Locally, I've added markers for chapters and pages, and written scripts to make a file per chapter.
I haven't yet written scripts to merge an edited chapter back into the text, or handle footnotes.
I’ve done parts of chapters 10 and 11. Fixing up code - and some assembler - feels very slow. I think I'll kick the assembler down the road for now.
No worries! :) I’m just happy somebody is working on the issue. :)
@Hourann: that's great news! It looks like the Safari version is (mostly) text, instead of scanned bitmaps.
I'm in favor of a new issue for ripping and converting the Safari version. I'd start work on it, but I don't have an active Safari account.
@hakano @pronoiac I can access the book in safari in fact. I just wonder if it is legal to crawl the book from safari and post it here. I have crawled it and saved in html format.

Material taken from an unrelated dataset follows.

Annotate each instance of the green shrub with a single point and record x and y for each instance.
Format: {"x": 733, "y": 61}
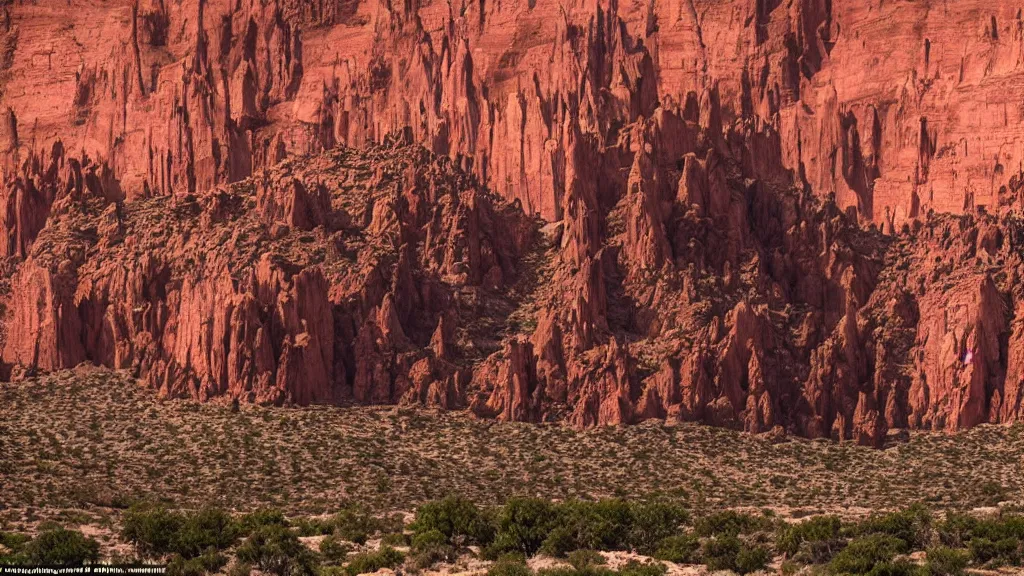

The legal aspect makes me wary of talking about it here. Personally, I wouldn’t be comfortable openly sharing html or an epub I’d downloaded. Once I’d converted it into Markdown and checked for fingerprinting, I'd feel free to share.
@Hourann, @hakano, wanna compare downloads?
Just for visibility, there's a cleaner source available, and a separate issue to track work with it.
The .txt version has a lot of errors; I got it from the default
Save as other / ...Text
menu item in Acrobat. An automated tool could rejoin the lines that end in hyphens, and perhaps find missing spaces, as inprogrammingpractices
andanunfortunate
. Other errors would require significant human labor to clean up.